Published: 26 October 2017

Updated: 05 April 2017

KTM has completely transformed the 390 Duke for 2017, turning it from merely a good low-capacity naked, to the best machine in the entire A2 licence category.

Giving the bike its first major updates since its inception in 2013, the new 390 offers an unparalleled level of fun, quality and performance for its size. Gone is the slightly lack lustre quality and styling and in its wake comes a 5.2in full colour dash, illuminated switchgear, brilliant panel fitment and deep glossy paint. Claimed dry weight is just 149kg dry, meaning its 44bhp single-cylinder engine has more than enough poke to achieve a decent level of performance.

At the front, the new non-adjustable WP forks are well damped and the four piston radial calipers bite hard, offering enough bite to inspire confidence in the corners. For a thumpy single, the engine is impressively long-revving and remains near-silent in traffic, but at high rpm it transforms into the snarl of a throaty crosser.

Despite its new-rider-friendly ergonomics, the 390 is serious fun. It’s capable of a genuine 100mph, you can tempt the Duke into the occasional wheelie and it will back into corners when the ABS is switched to Supermoto mode. To comply with the new stringent Euro4 emission laws, KTM have given this bike a ride-by-wire throttle and a bigger airbox. A side-mounted exhaust also replaces the old stubby underslung unit. This year’s bike keeps its slipper clutch, which was added in 2015, and a new chassis also gives the 390 its sharp handling.
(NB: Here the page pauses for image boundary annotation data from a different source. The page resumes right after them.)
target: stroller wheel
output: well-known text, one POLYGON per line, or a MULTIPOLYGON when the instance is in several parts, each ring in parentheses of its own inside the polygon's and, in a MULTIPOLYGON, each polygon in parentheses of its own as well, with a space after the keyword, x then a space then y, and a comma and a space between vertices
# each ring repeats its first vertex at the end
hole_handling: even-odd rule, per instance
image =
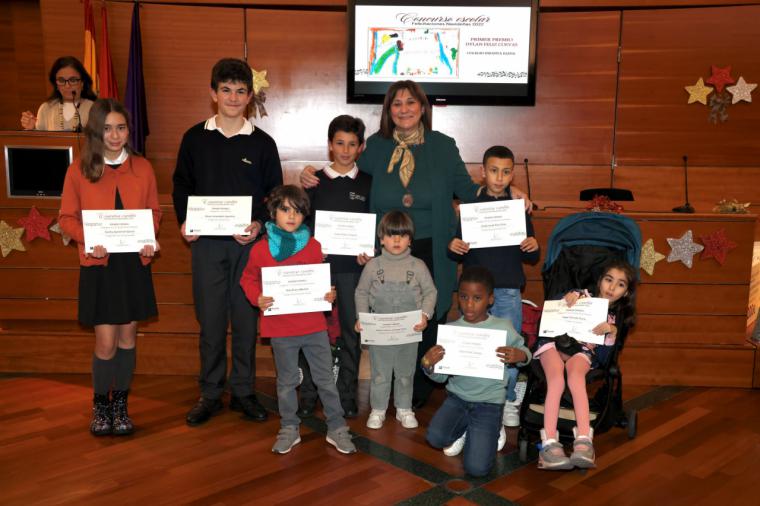
POLYGON ((520 439, 520 441, 518 441, 518 448, 519 448, 518 456, 520 458, 520 462, 527 462, 528 461, 528 440, 520 439))
POLYGON ((628 439, 633 439, 636 437, 636 430, 639 420, 639 412, 635 409, 632 409, 628 413, 628 439))

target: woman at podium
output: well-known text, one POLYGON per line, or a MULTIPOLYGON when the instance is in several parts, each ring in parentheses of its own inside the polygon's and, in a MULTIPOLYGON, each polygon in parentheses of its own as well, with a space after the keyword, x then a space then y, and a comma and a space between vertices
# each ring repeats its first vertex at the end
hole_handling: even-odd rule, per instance
POLYGON ((36 116, 31 111, 21 113, 21 127, 24 130, 81 131, 97 99, 90 74, 73 56, 62 56, 53 62, 48 79, 53 93, 42 103, 36 116))

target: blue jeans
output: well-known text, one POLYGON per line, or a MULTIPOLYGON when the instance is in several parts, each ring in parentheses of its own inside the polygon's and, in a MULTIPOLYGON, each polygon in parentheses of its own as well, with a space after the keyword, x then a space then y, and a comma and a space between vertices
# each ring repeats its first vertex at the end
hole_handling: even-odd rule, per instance
POLYGON ((467 402, 449 393, 430 421, 427 441, 433 448, 445 448, 467 432, 464 470, 471 476, 485 476, 496 459, 503 410, 503 404, 467 402))
POLYGON ((507 374, 509 374, 509 380, 507 381, 507 400, 513 402, 517 399, 515 385, 517 385, 517 376, 520 374, 520 369, 511 366, 507 367, 507 374))
MULTIPOLYGON (((297 315, 295 315, 297 317, 297 315)), ((277 366, 277 407, 281 427, 298 427, 298 352, 303 351, 311 377, 317 385, 319 400, 325 411, 327 430, 333 431, 346 425, 340 406, 338 389, 332 375, 332 353, 327 331, 293 337, 274 337, 271 340, 274 363, 277 366)))
POLYGON ((522 294, 519 288, 494 288, 490 313, 512 322, 516 331, 522 331, 522 294))

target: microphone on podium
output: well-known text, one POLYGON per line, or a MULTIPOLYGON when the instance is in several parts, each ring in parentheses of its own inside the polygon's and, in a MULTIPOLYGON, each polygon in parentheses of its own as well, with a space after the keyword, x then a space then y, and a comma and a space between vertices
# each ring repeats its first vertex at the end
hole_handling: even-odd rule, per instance
POLYGON ((674 213, 693 213, 694 208, 689 204, 689 157, 683 155, 683 188, 686 194, 686 203, 682 206, 674 207, 674 213))
POLYGON ((74 128, 74 131, 77 133, 82 132, 82 116, 79 115, 79 104, 77 104, 77 90, 71 90, 71 99, 72 103, 74 104, 74 110, 76 111, 74 114, 77 118, 77 126, 74 128))
POLYGON ((580 196, 578 197, 580 200, 593 200, 596 196, 602 196, 607 197, 610 200, 622 200, 622 201, 632 201, 633 200, 633 192, 631 190, 628 190, 626 188, 615 188, 615 166, 617 163, 615 163, 615 157, 612 157, 612 161, 610 162, 610 186, 609 188, 586 188, 585 190, 581 190, 580 196))

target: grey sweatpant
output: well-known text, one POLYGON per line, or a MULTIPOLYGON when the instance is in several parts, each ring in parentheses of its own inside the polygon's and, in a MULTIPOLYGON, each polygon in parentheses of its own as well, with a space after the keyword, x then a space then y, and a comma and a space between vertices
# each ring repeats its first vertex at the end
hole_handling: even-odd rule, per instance
POLYGON ((332 373, 332 353, 326 331, 303 336, 273 337, 271 340, 274 363, 277 367, 277 403, 282 427, 298 426, 298 352, 303 351, 309 363, 311 377, 317 385, 322 401, 327 430, 333 431, 346 425, 343 408, 340 406, 338 389, 332 373))
POLYGON ((372 383, 369 387, 369 404, 372 409, 385 411, 391 395, 393 381, 393 404, 396 409, 412 408, 412 387, 417 366, 419 343, 370 345, 369 359, 372 383))

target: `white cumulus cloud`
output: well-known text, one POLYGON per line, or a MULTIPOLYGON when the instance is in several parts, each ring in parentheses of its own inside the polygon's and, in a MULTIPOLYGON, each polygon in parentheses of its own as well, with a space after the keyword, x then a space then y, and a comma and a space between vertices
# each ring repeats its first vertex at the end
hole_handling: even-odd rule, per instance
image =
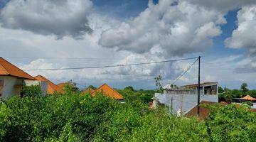
POLYGON ((203 51, 212 45, 213 37, 221 34, 225 23, 224 13, 191 3, 161 0, 139 16, 109 29, 101 36, 100 44, 107 48, 143 53, 156 46, 169 55, 203 51))
POLYGON ((1 11, 0 21, 7 28, 82 38, 92 32, 87 19, 92 8, 90 0, 11 0, 1 11))

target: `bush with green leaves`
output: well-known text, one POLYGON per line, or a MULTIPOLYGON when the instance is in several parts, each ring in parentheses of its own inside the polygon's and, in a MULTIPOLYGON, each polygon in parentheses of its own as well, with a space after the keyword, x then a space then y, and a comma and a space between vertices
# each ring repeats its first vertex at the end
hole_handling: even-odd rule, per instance
POLYGON ((200 121, 176 117, 165 107, 149 109, 141 99, 120 104, 100 94, 14 97, 0 103, 0 141, 255 140, 256 116, 247 107, 210 109, 209 119, 200 121))
POLYGON ((208 106, 206 121, 212 141, 255 141, 256 113, 247 105, 208 106))

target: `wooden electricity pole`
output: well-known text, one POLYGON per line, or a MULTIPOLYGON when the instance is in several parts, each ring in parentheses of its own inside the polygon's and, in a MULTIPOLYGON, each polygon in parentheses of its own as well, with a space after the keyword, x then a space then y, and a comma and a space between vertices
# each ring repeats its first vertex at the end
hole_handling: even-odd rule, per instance
POLYGON ((201 56, 198 57, 198 107, 197 107, 197 114, 199 116, 199 104, 200 104, 200 61, 201 56))

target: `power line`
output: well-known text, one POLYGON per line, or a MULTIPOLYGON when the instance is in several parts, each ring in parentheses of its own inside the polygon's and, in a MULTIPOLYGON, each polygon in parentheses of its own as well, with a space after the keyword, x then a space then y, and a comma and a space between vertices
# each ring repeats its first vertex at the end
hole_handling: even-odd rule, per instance
MULTIPOLYGON (((53 59, 53 60, 122 60, 122 58, 50 58, 50 57, 11 57, 6 56, 2 57, 4 58, 13 58, 13 59, 53 59)), ((136 58, 136 59, 144 59, 144 58, 136 58)))
POLYGON ((31 70, 26 70, 26 71, 46 71, 46 70, 80 70, 80 69, 106 68, 106 67, 124 67, 124 66, 133 66, 133 65, 149 65, 149 64, 157 64, 157 63, 164 63, 164 62, 177 62, 177 61, 181 61, 181 60, 192 60, 192 59, 196 59, 196 58, 183 58, 183 59, 177 59, 177 60, 169 60, 141 62, 141 63, 134 63, 134 64, 122 64, 122 65, 116 65, 92 66, 92 67, 68 67, 68 68, 51 68, 51 69, 31 69, 31 70))
POLYGON ((196 58, 197 60, 195 60, 195 62, 193 62, 183 72, 182 72, 174 81, 171 84, 174 84, 178 80, 179 80, 182 76, 183 76, 191 67, 198 60, 198 58, 196 58))

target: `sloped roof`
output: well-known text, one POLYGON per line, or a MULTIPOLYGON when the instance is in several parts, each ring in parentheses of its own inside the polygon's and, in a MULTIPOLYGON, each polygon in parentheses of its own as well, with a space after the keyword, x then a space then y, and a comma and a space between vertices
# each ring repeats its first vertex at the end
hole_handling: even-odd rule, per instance
MULTIPOLYGON (((207 101, 202 101, 200 102, 200 104, 216 104, 215 102, 210 102, 207 101)), ((198 118, 200 119, 206 119, 208 116, 210 111, 204 108, 203 106, 199 107, 199 116, 198 118)), ((188 111, 186 114, 186 116, 187 117, 191 117, 191 116, 197 116, 197 105, 193 107, 189 111, 188 111)))
POLYGON ((253 98, 253 97, 250 97, 250 95, 247 95, 242 99, 245 99, 245 100, 249 100, 249 101, 255 101, 256 100, 255 98, 253 98))
POLYGON ((112 98, 114 98, 116 99, 123 99, 124 97, 122 96, 119 92, 117 92, 114 89, 111 88, 107 84, 102 84, 98 89, 95 89, 92 93, 92 96, 94 97, 96 95, 97 93, 102 92, 103 95, 107 96, 112 98))
MULTIPOLYGON (((166 86, 164 87, 164 89, 171 89, 171 84, 167 84, 166 86)), ((203 82, 201 83, 200 86, 210 86, 210 85, 215 85, 218 84, 218 82, 203 82)), ((181 86, 180 87, 198 87, 198 84, 186 84, 183 86, 181 86)))
POLYGON ((34 77, 19 69, 16 66, 0 57, 0 75, 18 77, 28 80, 36 80, 34 77))
POLYGON ((95 90, 92 88, 87 88, 85 89, 82 93, 83 94, 92 94, 95 90))
POLYGON ((63 89, 65 84, 66 84, 66 82, 63 82, 63 83, 59 83, 58 84, 58 87, 60 89, 63 89))
POLYGON ((61 89, 58 86, 55 84, 51 81, 47 80, 46 77, 43 77, 42 75, 38 75, 35 77, 35 78, 38 81, 44 81, 47 82, 48 84, 47 94, 52 94, 55 92, 62 92, 61 89))

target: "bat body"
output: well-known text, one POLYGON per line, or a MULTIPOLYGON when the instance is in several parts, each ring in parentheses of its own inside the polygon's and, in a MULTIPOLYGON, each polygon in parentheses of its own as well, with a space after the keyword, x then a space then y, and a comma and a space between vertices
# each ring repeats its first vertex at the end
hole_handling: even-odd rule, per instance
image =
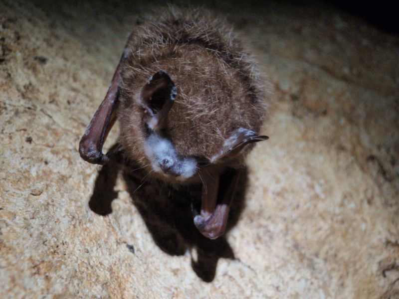
POLYGON ((225 229, 243 158, 268 99, 254 64, 224 22, 200 10, 169 9, 135 28, 101 105, 79 145, 104 164, 117 118, 125 156, 174 185, 203 184, 194 223, 214 239, 225 229), (219 190, 221 176, 229 183, 219 190))

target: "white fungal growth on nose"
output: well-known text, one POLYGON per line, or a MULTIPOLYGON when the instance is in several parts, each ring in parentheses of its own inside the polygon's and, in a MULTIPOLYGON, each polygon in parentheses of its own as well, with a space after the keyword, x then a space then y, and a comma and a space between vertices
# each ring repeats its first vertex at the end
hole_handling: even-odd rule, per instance
POLYGON ((156 171, 162 172, 160 165, 164 164, 185 179, 192 176, 197 170, 197 163, 195 158, 180 157, 171 141, 156 134, 152 134, 147 138, 144 144, 144 152, 156 171))

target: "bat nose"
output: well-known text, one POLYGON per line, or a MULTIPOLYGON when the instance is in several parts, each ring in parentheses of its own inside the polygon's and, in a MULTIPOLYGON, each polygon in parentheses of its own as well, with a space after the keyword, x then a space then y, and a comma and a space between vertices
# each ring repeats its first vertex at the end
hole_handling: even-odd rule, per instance
POLYGON ((164 159, 162 161, 159 163, 159 166, 162 171, 166 173, 173 176, 179 176, 180 173, 178 173, 175 167, 175 164, 171 162, 168 159, 164 159))

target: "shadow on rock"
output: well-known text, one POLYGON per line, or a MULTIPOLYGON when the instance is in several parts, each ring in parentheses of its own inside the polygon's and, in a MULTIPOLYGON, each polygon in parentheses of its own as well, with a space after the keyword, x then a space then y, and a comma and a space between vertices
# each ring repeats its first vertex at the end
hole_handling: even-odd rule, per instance
MULTIPOLYGON (((157 180, 143 180, 146 173, 134 166, 124 166, 118 155, 102 167, 96 180, 94 191, 89 203, 90 208, 100 215, 112 212, 111 203, 117 197, 113 191, 116 177, 123 169, 124 178, 133 204, 136 207, 155 243, 171 255, 183 255, 187 250, 197 252, 192 258, 192 266, 205 282, 214 278, 220 258, 234 259, 234 253, 224 236, 214 240, 202 236, 194 225, 193 208, 200 205, 201 184, 182 186, 179 189, 157 180)), ((244 206, 245 170, 236 192, 227 223, 227 231, 237 223, 244 206)))

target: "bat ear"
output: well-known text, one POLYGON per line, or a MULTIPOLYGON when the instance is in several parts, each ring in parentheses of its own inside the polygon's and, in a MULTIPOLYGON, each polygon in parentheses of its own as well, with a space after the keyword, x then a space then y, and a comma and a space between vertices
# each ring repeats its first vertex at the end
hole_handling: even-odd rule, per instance
POLYGON ((157 131, 165 127, 177 94, 175 83, 164 71, 148 80, 141 91, 141 99, 147 114, 145 121, 150 129, 157 131))
POLYGON ((217 162, 233 157, 249 144, 268 139, 269 137, 267 136, 259 136, 253 131, 240 128, 226 140, 219 152, 211 158, 210 161, 212 163, 217 162))

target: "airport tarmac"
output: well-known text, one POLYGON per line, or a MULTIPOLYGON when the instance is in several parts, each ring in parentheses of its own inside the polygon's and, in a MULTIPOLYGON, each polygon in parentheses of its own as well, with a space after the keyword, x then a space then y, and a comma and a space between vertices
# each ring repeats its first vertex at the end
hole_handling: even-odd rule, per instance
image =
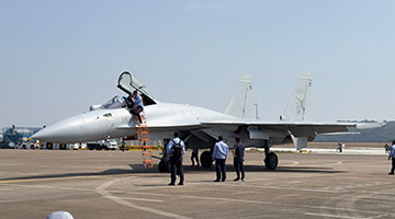
MULTIPOLYGON (((214 183, 189 166, 185 185, 145 170, 136 151, 0 150, 0 218, 395 218, 395 176, 386 155, 246 153, 246 181, 214 183)), ((232 155, 230 155, 232 157, 232 155)))

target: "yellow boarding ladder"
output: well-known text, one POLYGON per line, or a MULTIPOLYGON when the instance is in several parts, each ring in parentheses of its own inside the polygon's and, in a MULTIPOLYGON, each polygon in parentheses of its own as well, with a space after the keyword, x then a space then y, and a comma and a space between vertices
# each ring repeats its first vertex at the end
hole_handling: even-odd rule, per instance
POLYGON ((143 164, 144 168, 154 168, 153 153, 149 146, 149 131, 144 112, 142 113, 142 120, 143 123, 137 126, 137 137, 143 149, 143 164))

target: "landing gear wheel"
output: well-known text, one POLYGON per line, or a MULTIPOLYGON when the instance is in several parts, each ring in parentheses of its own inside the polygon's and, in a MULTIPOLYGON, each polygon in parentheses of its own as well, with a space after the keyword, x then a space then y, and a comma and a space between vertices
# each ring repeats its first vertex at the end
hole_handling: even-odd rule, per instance
POLYGON ((161 173, 170 172, 169 166, 170 166, 169 162, 166 162, 163 160, 159 161, 159 164, 158 164, 159 172, 161 172, 161 173))
POLYGON ((201 154, 201 164, 203 168, 211 168, 213 165, 213 155, 210 151, 204 151, 201 154))
POLYGON ((276 169, 276 166, 279 165, 279 158, 276 157, 275 153, 270 152, 266 159, 264 159, 264 165, 274 171, 276 169))

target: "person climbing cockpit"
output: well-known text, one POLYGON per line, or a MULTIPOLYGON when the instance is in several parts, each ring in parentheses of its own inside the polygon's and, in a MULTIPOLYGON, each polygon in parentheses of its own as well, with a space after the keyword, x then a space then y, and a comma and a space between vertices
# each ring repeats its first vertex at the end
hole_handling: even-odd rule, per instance
POLYGON ((143 124, 140 116, 140 113, 144 111, 143 99, 138 94, 137 90, 133 92, 133 95, 127 96, 127 99, 125 99, 125 102, 135 120, 138 124, 143 124))

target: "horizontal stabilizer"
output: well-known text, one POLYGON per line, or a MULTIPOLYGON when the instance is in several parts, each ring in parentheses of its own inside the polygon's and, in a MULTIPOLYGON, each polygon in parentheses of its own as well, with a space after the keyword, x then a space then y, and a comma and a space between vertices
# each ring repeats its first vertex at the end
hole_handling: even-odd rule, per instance
POLYGON ((291 135, 292 141, 296 148, 296 150, 301 150, 307 147, 307 137, 294 137, 291 135))

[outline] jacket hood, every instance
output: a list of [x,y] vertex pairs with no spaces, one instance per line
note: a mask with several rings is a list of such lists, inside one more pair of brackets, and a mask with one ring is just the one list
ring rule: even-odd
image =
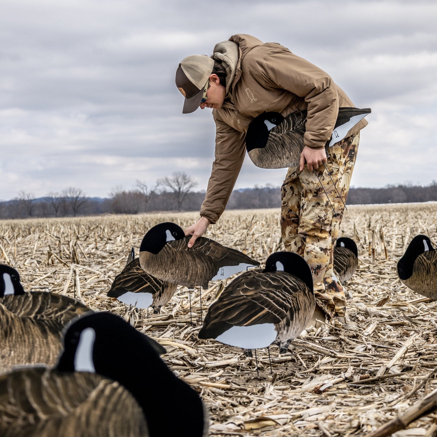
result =
[[264,43],[250,35],[233,35],[228,41],[218,42],[214,47],[212,57],[222,61],[226,72],[226,93],[229,93],[231,84],[240,71],[241,61],[249,51]]

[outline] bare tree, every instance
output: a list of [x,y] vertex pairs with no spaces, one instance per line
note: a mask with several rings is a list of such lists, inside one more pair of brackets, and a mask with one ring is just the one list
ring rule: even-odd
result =
[[76,217],[79,209],[87,201],[85,193],[80,188],[69,187],[62,191],[62,194],[66,201],[71,207],[73,215]]
[[166,176],[163,179],[158,179],[157,184],[168,187],[173,192],[178,211],[180,211],[182,203],[191,188],[197,185],[197,182],[191,176],[183,171],[175,172],[172,177]]
[[136,180],[136,186],[138,187],[138,189],[142,193],[144,196],[144,212],[147,212],[147,204],[150,200],[152,196],[155,194],[156,188],[158,187],[158,184],[155,186],[155,187],[149,190],[145,182],[142,182],[138,179]]
[[45,197],[45,201],[52,205],[53,211],[55,211],[55,217],[57,217],[58,213],[59,212],[64,201],[63,198],[59,193],[50,191],[50,193],[47,193]]
[[18,193],[18,200],[24,206],[28,215],[31,217],[35,209],[35,195],[33,193],[27,193],[21,190]]

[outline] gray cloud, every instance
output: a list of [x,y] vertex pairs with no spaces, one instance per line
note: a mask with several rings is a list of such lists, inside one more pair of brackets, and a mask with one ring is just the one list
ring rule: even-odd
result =
[[[0,198],[73,185],[118,185],[184,170],[206,188],[210,112],[181,113],[185,56],[236,33],[275,41],[370,107],[355,186],[427,184],[433,160],[437,50],[433,1],[216,3],[4,0],[0,10]],[[280,184],[285,170],[245,162],[237,187]]]

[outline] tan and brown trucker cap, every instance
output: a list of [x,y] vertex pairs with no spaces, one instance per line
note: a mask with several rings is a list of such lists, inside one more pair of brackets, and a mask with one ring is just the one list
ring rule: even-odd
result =
[[193,55],[182,59],[176,70],[176,86],[185,98],[182,114],[194,112],[200,104],[214,59],[206,55]]

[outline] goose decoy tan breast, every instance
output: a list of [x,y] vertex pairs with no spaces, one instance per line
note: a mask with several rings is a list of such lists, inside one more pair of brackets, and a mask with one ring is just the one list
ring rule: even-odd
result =
[[272,342],[286,352],[314,312],[309,267],[291,252],[272,254],[263,271],[242,273],[210,307],[199,333],[244,349],[266,347]]
[[348,237],[337,239],[334,248],[334,270],[340,282],[350,279],[358,267],[358,249]]
[[225,279],[260,263],[246,255],[199,237],[189,248],[190,237],[174,223],[150,229],[140,247],[141,267],[149,274],[188,288],[208,288],[210,281]]
[[399,279],[409,288],[437,300],[437,250],[426,235],[417,235],[398,261]]
[[206,436],[203,402],[161,360],[165,352],[114,315],[75,319],[54,368],[0,376],[0,435]]
[[[338,115],[331,139],[326,142],[328,148],[343,139],[348,132],[361,119],[370,114],[369,108],[339,108]],[[262,168],[284,168],[299,165],[300,154],[305,145],[307,111],[298,111],[285,117],[279,112],[264,112],[249,125],[246,135],[246,148],[252,162]]]
[[135,254],[132,247],[128,264],[115,277],[108,295],[138,308],[151,306],[153,312],[157,314],[161,307],[173,297],[177,284],[161,281],[146,273],[140,265],[139,259],[135,258]]
[[17,364],[55,364],[64,326],[90,311],[66,296],[25,292],[18,272],[0,265],[0,372]]

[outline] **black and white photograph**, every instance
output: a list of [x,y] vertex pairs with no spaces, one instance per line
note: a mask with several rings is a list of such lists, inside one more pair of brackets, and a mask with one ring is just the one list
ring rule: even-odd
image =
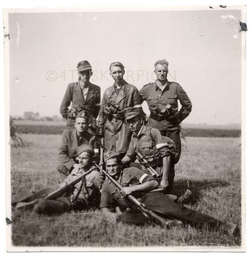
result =
[[245,251],[246,11],[4,9],[8,251]]

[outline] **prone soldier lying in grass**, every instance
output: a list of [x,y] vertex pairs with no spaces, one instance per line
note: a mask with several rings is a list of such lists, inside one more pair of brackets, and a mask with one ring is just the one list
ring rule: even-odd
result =
[[61,214],[71,209],[81,210],[98,206],[103,179],[93,165],[94,150],[89,145],[81,145],[77,148],[77,154],[79,165],[74,167],[60,187],[67,187],[68,183],[78,177],[91,169],[93,170],[74,185],[70,195],[55,200],[40,199],[34,206],[34,212],[39,214]]
[[[222,229],[233,236],[236,224],[223,222],[182,207],[163,193],[155,191],[159,184],[153,176],[134,167],[123,169],[119,155],[116,153],[107,152],[104,158],[108,174],[116,181],[113,182],[112,179],[108,179],[101,188],[100,208],[108,219],[114,221],[120,219],[124,223],[135,224],[144,224],[157,220],[159,223],[165,223],[158,218],[152,218],[153,215],[146,216],[144,211],[139,210],[143,207],[156,215],[174,220],[169,225],[181,225],[182,222],[200,225],[207,224],[209,227]],[[131,204],[133,201],[131,195],[139,198],[140,204],[138,206],[136,207]],[[118,207],[120,210],[118,210]],[[112,211],[112,207],[117,210]]]

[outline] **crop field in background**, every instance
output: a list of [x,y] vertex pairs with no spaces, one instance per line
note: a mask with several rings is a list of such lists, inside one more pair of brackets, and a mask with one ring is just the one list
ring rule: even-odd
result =
[[[22,135],[28,142],[12,148],[11,193],[57,188],[56,171],[59,135]],[[193,193],[187,207],[241,226],[241,146],[234,138],[186,138],[176,166],[175,190]],[[37,216],[12,209],[12,239],[26,246],[239,246],[241,237],[190,225],[165,229],[104,219],[99,210]],[[163,248],[165,249],[165,248]]]
[[[18,132],[22,134],[62,134],[66,128],[66,122],[64,121],[15,120],[14,124]],[[241,136],[241,130],[238,129],[229,129],[228,126],[220,128],[220,125],[195,125],[194,127],[193,125],[186,125],[184,127],[182,125],[182,136],[222,138]]]

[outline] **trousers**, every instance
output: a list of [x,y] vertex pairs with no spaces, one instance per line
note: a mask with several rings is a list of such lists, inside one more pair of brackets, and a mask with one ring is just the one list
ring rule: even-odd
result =
[[[206,214],[181,206],[173,199],[160,192],[151,192],[145,194],[140,200],[146,208],[157,214],[167,218],[175,219],[184,223],[203,225],[207,224],[209,226],[217,227],[223,223]],[[150,222],[141,212],[134,210],[124,211],[121,216],[122,222],[129,224],[142,225]]]
[[[170,138],[174,141],[177,147],[177,150],[179,153],[179,157],[181,154],[181,141],[180,139],[180,130],[179,129],[174,131],[160,131],[161,135]],[[174,177],[175,177],[175,164],[174,163],[171,163],[170,170],[168,175],[168,182],[169,185],[166,188],[167,193],[171,192],[173,189]]]

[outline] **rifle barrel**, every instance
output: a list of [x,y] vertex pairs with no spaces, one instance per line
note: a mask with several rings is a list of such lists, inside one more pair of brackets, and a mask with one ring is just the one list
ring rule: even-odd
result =
[[[80,181],[83,177],[86,176],[87,175],[88,175],[88,174],[89,174],[90,173],[91,173],[93,170],[94,170],[96,168],[97,166],[98,166],[98,167],[99,168],[99,165],[97,166],[96,165],[97,165],[96,164],[95,166],[90,169],[89,170],[88,170],[88,172],[86,172],[85,173],[83,174],[80,176],[72,180],[71,182],[68,184],[66,187],[61,187],[60,188],[58,188],[56,190],[53,191],[49,195],[45,197],[44,198],[45,199],[48,199],[48,200],[54,199],[58,197],[60,195],[62,195],[65,192],[65,191],[67,188],[74,186],[74,185],[75,185],[75,184]],[[22,203],[22,204],[19,204],[19,205],[18,204],[17,205],[16,208],[20,209],[22,208],[31,207],[31,206],[33,206],[35,205],[36,204],[37,204],[38,201],[39,199],[35,199],[35,200],[33,200],[31,202],[24,202]]]
[[[100,168],[97,164],[95,165],[104,174],[106,177],[115,185],[115,186],[117,187],[119,190],[122,190],[123,187],[116,180],[115,180],[113,178],[112,178],[109,174],[105,172],[102,168]],[[174,222],[174,221],[170,221],[164,219],[163,218],[159,216],[157,214],[155,214],[154,211],[150,210],[149,209],[146,208],[145,206],[139,202],[135,197],[132,195],[128,195],[126,198],[130,201],[132,204],[133,204],[140,211],[142,214],[144,215],[144,216],[150,219],[154,219],[157,221],[162,226],[165,228],[168,227],[171,223]]]

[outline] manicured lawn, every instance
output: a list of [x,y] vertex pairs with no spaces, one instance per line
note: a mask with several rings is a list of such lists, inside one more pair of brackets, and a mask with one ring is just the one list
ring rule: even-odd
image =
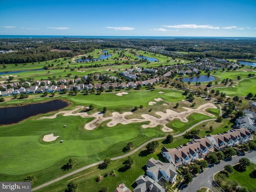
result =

5 reasons we love the 390 Duke 


It’s the 390’s first major overhaul since its launch in 2013 and KTM have left no stone unturned. From its new 5.2” full colour dash (with optional Bluetooth multimedia function), illuminated switchgear and LED lights, to its superb panel fit and deep paintwork, the Indian-built 390 Duke is every inch the baby 690 Duke R or 1290 Super Duke R. The fuel tank size is up from 11 to 13.4-litres and the 390 Duke also gets a new two-piece seat, handlebars and adjustable levers. 


There isn’t much the 390 Duke can’t do in the real world. The 390 Duke’s four-valve single-cylinder motor now has ride-by-wire, a side-mount exhaust, replacing the old stubby underslung item and a bigger airbox. It now makes 5.7% more torque at low rpm.  Even when it’s time to upgrade to a full licence the KTM will still have the performance to keep you interested. 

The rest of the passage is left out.